I began noticing instances of this fantastic language playing out in technical computer jargon where there are “master devices” and “slave devices.”
Patronage in the arts, as elsewhere in society, transpires through the notion of submission or acquiescence to a hierarchical affiliation. By nature, it is a relationship that dampens the freedom explored by an artist pursuing an artistic endeavor. Creating art is not the problem; selling it often is.
In the film and book publishing arena, examples of this are the typical cattle call where performers are procured en masse to audition for roles they have little chance of securing or the situation where the writer following convention sends out reams of manuscripts to publishers who will barely, if ever, read them. This power dynamic is critical in establishing hierarchy and ranking and the process reinforces its dominance by enforcing the element of exclusionary competition.
My choice at nuance isn’t expected to change our language but to make a point. Language is an ever evolving phenomenon and may one day have a greater capacity to express love.
This is not to say that competition is not a valuable strategy, but in its machination people become pawns subordinate to the exploitative process. Evolving past the conventional corporate paradigm and towards co-operative models, in this case publishing, would seem to provide opportunities for independence.

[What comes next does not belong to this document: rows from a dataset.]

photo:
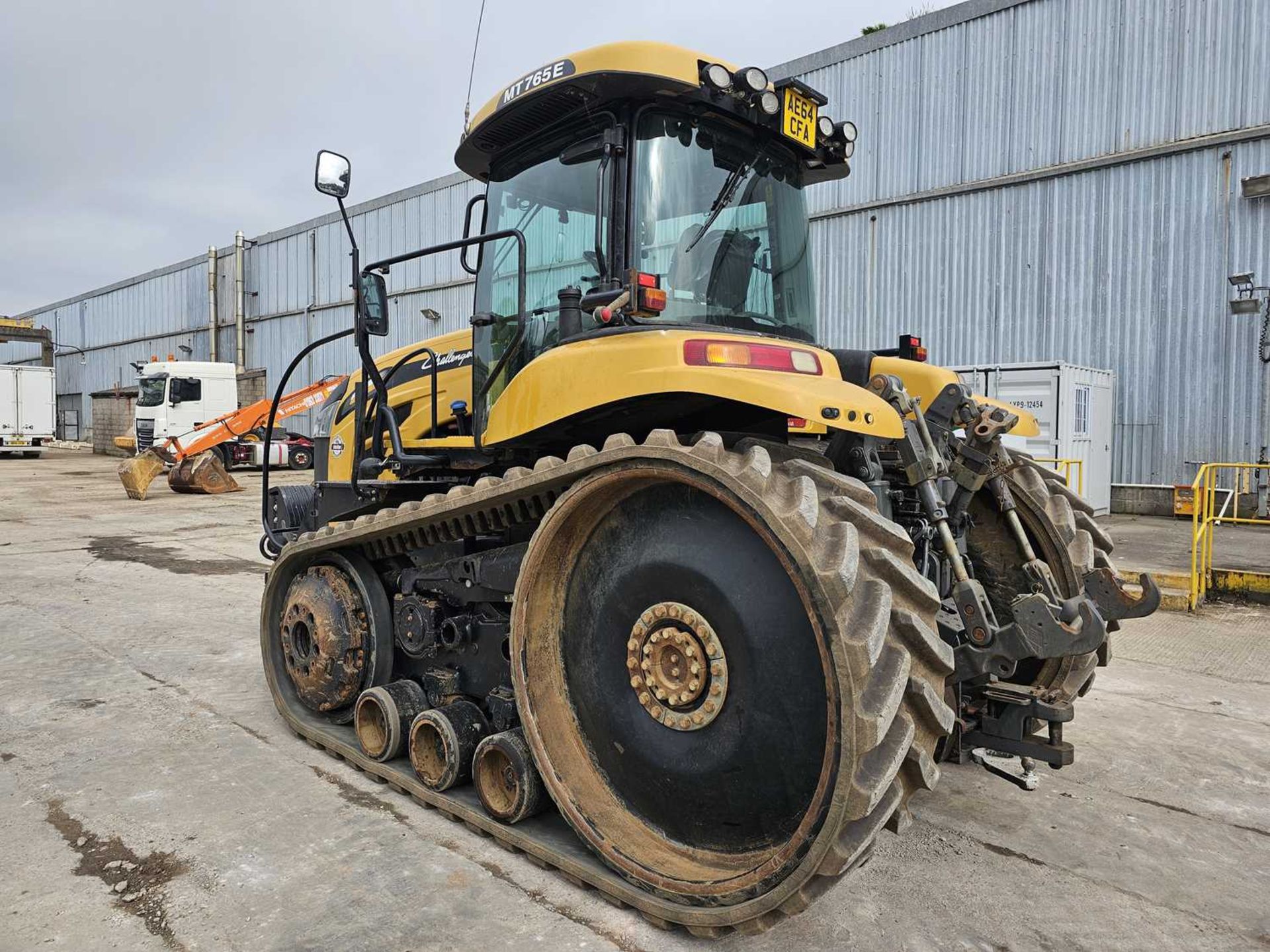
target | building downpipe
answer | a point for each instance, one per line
(211, 302)
(239, 328)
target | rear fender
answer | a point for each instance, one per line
(577, 377)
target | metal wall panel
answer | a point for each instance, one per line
(1121, 267)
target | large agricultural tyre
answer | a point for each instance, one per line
(1061, 526)
(728, 673)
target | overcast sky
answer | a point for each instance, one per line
(134, 135)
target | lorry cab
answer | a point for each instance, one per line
(178, 397)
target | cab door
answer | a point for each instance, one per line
(550, 196)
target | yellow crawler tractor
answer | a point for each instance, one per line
(570, 575)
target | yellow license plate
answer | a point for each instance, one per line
(799, 118)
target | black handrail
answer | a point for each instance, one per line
(271, 546)
(388, 379)
(468, 230)
(371, 370)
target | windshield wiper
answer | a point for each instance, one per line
(723, 200)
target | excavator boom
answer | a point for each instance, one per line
(194, 467)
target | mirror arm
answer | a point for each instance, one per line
(468, 221)
(372, 371)
(349, 227)
(601, 266)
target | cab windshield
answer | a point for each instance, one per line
(150, 390)
(722, 220)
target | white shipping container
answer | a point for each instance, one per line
(27, 409)
(1075, 408)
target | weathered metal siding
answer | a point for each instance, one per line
(1039, 84)
(1121, 266)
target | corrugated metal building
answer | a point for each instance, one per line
(1035, 179)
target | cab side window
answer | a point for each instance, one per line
(187, 389)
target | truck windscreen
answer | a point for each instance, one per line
(150, 390)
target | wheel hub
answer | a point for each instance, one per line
(677, 666)
(324, 639)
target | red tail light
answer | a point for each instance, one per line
(760, 357)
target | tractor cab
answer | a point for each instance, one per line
(654, 188)
(633, 187)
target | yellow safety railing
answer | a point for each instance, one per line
(1206, 514)
(1064, 466)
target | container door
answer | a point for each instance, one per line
(8, 401)
(1035, 390)
(36, 401)
(1097, 466)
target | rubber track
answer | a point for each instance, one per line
(883, 621)
(1089, 546)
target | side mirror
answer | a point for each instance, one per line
(333, 175)
(375, 305)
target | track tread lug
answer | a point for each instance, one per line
(921, 768)
(857, 837)
(930, 706)
(710, 447)
(883, 695)
(663, 438)
(878, 768)
(923, 641)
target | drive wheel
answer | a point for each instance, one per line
(728, 674)
(1061, 526)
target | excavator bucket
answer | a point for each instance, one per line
(139, 471)
(202, 474)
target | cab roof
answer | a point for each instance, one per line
(564, 87)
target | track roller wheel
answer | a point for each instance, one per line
(728, 674)
(384, 715)
(444, 740)
(506, 778)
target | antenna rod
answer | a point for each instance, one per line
(472, 73)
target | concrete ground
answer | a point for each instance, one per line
(138, 742)
(1162, 543)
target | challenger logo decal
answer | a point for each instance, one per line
(448, 361)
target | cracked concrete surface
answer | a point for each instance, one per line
(131, 697)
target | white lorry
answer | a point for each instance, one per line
(178, 397)
(28, 409)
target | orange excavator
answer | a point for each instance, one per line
(194, 467)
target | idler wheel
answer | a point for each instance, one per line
(327, 639)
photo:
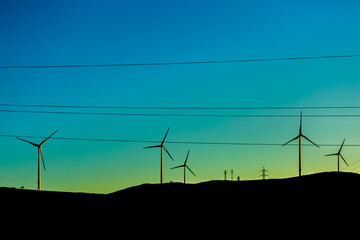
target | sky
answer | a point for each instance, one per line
(108, 32)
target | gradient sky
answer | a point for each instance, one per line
(105, 32)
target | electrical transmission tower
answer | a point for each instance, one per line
(263, 173)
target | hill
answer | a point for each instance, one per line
(247, 205)
(307, 192)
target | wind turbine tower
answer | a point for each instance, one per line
(185, 166)
(299, 137)
(161, 146)
(263, 173)
(339, 155)
(40, 153)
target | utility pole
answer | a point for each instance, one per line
(263, 173)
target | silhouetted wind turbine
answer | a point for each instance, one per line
(185, 166)
(161, 146)
(299, 137)
(339, 155)
(39, 153)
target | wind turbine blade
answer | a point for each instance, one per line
(344, 160)
(34, 144)
(42, 158)
(178, 166)
(310, 141)
(162, 143)
(291, 140)
(168, 153)
(153, 146)
(190, 170)
(187, 157)
(342, 145)
(47, 138)
(334, 154)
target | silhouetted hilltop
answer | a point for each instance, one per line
(313, 185)
(320, 188)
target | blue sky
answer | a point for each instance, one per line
(102, 32)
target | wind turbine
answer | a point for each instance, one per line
(161, 146)
(39, 153)
(299, 137)
(185, 166)
(339, 155)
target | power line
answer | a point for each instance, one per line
(180, 63)
(179, 107)
(184, 115)
(173, 142)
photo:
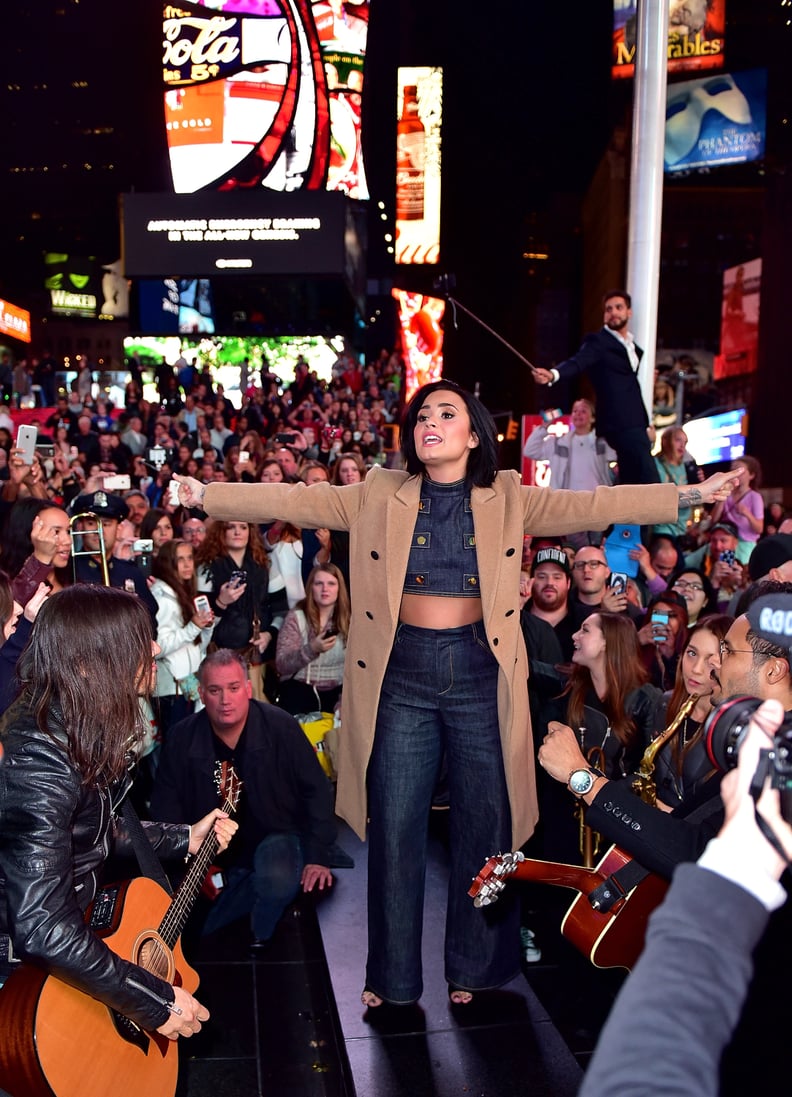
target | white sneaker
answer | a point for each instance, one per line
(531, 951)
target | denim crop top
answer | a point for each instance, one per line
(442, 557)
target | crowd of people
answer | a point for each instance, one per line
(437, 607)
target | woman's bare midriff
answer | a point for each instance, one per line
(429, 611)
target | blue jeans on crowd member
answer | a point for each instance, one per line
(439, 697)
(264, 891)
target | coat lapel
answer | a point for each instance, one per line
(400, 513)
(488, 515)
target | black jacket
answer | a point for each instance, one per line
(620, 405)
(284, 790)
(55, 835)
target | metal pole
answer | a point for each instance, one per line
(646, 182)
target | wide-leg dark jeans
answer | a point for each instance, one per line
(439, 697)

If as above, so below is true, then everybody is a star. And we are innumerably incarnate. Our approach to power-relationships in the dynamics of community based solutions are exemplified in the models of co-operative enterprise.
A Call for Submissions, I submit, is changed to Call for Work: Let one hand wash the other. Ambidextrous. Let there be equity in the relationship. In a Call for Work, the specific genre can substitute for the word work, e.g., Call for Poetry.
I would be honored to receive work (5000 words or less) from writers from all genres, work from visual artists, painters and videographers —work that speaks to truth and authenticity, and that informs readers on issues that matter concerning the environment and social justice.
In Ambidextrous, diverse strains of reality take form through a medley of prose and poetics. Aside from hate speech or other forms of injurious language, there are no subjects that cannot be broached while staying abreast with the stories of our world. At Ambidextrous, one’s artistic idiosyncrasies may run amok.